A grad student asks Tyler for his pointers
The most important lesson is to use the right textbook. Beyond that:
1. Give a damn.
2. Get to the point when you speak.
3. Expect something from them.
4. Teach to the students who are interested in learning.
5. At all levels, do not overestimate the attention span of your audience.
6. Do not be afraid to be idiosyncratic, provided you adhere strictly to #2.
. . .
Doesn’t Bryan Caplan have a post on this? Here is John Baez on how to teach. Peoples, what can you recommend from the literature?
If you are like most first time teachers the key is to show up and start talking. I’d like to say that your students are as afraid of you as you are of them but that’s not even close to being true. You are terrified. They are out for blood. That’s just the reality.
Once, you get passed that: enthusiasm, enthusiasm, enthusiasm. No matter what you are saying your effectiveness will be primarily determined by how much you love saying it.

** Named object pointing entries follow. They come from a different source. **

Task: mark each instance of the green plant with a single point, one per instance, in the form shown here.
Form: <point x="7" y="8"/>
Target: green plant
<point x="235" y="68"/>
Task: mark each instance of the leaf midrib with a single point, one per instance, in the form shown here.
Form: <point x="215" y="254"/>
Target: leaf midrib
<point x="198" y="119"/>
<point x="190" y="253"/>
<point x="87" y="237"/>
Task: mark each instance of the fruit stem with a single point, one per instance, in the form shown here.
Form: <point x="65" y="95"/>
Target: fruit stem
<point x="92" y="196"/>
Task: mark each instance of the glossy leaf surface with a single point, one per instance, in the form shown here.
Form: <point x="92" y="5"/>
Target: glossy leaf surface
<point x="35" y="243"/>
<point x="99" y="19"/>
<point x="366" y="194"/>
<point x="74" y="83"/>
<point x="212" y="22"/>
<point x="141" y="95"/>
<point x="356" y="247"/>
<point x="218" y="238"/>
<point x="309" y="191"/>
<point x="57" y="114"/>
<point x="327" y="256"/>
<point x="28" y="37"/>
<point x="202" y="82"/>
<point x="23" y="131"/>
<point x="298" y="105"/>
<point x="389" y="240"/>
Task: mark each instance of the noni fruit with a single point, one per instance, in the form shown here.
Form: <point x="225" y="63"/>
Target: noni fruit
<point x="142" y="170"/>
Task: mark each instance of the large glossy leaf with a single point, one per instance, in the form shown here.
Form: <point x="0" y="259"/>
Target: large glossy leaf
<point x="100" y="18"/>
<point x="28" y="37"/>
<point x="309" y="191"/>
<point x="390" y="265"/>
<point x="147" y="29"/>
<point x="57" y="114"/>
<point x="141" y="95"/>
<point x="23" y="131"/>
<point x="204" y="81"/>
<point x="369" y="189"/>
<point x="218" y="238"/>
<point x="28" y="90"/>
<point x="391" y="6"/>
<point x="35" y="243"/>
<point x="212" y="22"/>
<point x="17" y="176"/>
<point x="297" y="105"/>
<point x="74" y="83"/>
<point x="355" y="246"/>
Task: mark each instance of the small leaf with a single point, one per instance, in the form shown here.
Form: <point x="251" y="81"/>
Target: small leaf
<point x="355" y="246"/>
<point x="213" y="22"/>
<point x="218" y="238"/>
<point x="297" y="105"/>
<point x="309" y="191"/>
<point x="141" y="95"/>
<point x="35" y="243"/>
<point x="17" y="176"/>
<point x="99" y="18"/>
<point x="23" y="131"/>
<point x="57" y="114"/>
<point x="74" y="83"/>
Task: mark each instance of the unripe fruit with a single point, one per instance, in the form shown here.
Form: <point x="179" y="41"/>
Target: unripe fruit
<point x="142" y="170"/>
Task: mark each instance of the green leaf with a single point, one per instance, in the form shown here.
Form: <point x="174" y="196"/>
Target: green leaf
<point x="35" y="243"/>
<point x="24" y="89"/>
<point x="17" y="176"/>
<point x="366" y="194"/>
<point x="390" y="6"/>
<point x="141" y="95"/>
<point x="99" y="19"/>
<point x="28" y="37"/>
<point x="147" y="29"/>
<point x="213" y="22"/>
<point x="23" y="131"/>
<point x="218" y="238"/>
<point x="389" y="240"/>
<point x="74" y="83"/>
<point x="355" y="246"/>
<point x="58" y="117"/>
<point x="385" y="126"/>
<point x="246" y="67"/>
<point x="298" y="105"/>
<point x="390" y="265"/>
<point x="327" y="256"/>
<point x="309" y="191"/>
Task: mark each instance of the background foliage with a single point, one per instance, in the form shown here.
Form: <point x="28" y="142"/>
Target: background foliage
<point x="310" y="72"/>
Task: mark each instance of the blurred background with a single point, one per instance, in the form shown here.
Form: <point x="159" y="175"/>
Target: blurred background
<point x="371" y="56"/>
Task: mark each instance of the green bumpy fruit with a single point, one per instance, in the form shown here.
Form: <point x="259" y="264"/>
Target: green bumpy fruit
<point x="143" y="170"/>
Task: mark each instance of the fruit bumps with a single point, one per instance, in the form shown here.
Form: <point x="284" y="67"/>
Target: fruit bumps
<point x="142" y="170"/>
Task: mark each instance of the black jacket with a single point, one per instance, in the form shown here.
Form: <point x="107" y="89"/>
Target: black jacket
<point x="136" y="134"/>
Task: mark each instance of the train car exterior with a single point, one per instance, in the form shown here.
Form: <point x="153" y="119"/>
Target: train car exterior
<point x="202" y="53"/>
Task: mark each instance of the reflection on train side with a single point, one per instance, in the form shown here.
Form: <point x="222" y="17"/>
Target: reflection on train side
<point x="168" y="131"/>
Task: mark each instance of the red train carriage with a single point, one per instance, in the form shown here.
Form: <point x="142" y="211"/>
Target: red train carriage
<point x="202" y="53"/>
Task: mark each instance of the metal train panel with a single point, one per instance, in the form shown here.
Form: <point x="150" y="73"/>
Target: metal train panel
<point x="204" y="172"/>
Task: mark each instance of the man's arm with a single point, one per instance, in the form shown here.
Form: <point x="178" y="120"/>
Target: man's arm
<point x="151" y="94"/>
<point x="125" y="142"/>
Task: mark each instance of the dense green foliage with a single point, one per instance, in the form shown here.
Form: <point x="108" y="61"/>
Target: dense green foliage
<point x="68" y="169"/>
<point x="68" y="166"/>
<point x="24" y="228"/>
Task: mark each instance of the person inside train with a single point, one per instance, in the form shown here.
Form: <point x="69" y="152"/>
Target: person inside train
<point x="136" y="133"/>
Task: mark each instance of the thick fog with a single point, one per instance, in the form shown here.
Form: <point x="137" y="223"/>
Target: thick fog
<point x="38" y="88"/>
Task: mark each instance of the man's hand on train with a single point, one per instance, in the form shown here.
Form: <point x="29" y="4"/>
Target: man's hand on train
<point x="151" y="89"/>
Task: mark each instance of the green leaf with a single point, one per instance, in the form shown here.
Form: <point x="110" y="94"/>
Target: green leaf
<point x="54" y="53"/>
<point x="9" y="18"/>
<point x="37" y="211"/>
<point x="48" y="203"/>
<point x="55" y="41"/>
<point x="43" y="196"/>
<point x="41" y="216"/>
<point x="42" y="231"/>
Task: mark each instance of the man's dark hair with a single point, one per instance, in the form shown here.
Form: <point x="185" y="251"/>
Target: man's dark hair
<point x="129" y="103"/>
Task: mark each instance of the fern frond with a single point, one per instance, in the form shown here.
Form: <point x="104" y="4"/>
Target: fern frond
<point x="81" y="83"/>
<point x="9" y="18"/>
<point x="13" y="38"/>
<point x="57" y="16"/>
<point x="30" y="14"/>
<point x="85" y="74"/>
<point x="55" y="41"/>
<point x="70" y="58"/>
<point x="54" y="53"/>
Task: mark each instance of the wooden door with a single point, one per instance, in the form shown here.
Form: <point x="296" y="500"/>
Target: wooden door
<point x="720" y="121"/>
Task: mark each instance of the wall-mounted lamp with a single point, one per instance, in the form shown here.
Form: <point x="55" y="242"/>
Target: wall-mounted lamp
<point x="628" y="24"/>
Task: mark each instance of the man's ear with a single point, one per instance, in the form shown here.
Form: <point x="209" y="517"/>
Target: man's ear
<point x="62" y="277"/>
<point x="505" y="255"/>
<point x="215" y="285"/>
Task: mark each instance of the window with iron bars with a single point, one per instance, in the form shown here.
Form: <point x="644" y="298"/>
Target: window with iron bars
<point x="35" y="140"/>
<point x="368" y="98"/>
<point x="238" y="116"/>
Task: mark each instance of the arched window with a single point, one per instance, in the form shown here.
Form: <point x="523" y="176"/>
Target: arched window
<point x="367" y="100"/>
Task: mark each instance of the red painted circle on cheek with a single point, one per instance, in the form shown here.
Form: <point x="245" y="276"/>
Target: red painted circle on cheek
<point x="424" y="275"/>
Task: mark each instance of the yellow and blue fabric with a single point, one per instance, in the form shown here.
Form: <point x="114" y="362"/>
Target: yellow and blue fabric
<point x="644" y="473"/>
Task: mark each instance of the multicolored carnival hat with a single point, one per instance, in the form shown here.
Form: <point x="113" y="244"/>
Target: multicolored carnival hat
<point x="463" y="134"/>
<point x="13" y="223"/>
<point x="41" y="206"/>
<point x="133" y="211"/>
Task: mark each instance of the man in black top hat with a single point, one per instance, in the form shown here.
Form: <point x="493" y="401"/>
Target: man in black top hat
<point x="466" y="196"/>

If you think you are ready for the big time then I would offer this
1) Preferably the class as a whole and certainly every lesson should have an arc. Mine usually go like this: There is some mystery about the world. Obvious answers fail. This one succeeds.
2) Jokes work well but preferably when they are well rehearsed and they come straight out of the flow. If you have to stop and say, “here is a joke” you are already in the second tier.
3) Contra most folks, I love Powe Point. However, at its best, the slide comes after its been explained or motivated. So that you are talking, building to a more and more technical point and then boom you tap next and it becomes clear.
4) Callbacks. They are damn hard, but worth it if you can nail it. I nailed a whole semester callback once and got a standing ovation.
The idea is that you motivate something as a quasi-interesting side point or strange technique obsessed about by odd people and then later it becomes the answer to some huge mystery. The big callback I nailed had to do with Hotelling’s Rule, but that’s all I’ll say on online.
4b) I have never figure out how to execute it but I heard a professor once give a lecture that started with an anecdote and then the entire lecture was told within the anecdote. However, after probably 5 minutes or so you had forgotten that this was an anecdote. Then he closed the lecture by finishing the anecdote. It was a work of art and needless to say I remember to this day exactly what that lecture was about.
Lastly, lots of folks say they expect economics to be boring or have had economics classes that were boring. I am sure that when I have been off my game I have bored a few students, but as a general matter this is baffling to me.
There is literally nothing that you have ever cared about or ever will care about that is not impacted by what you learn in this class. I sometimes tell introductory students that they will never experience anything as important or as profound as what I am about to tell them and I am dead serious. How could they?
This is the science of choice. Life is choices. Everything else is supplementary material.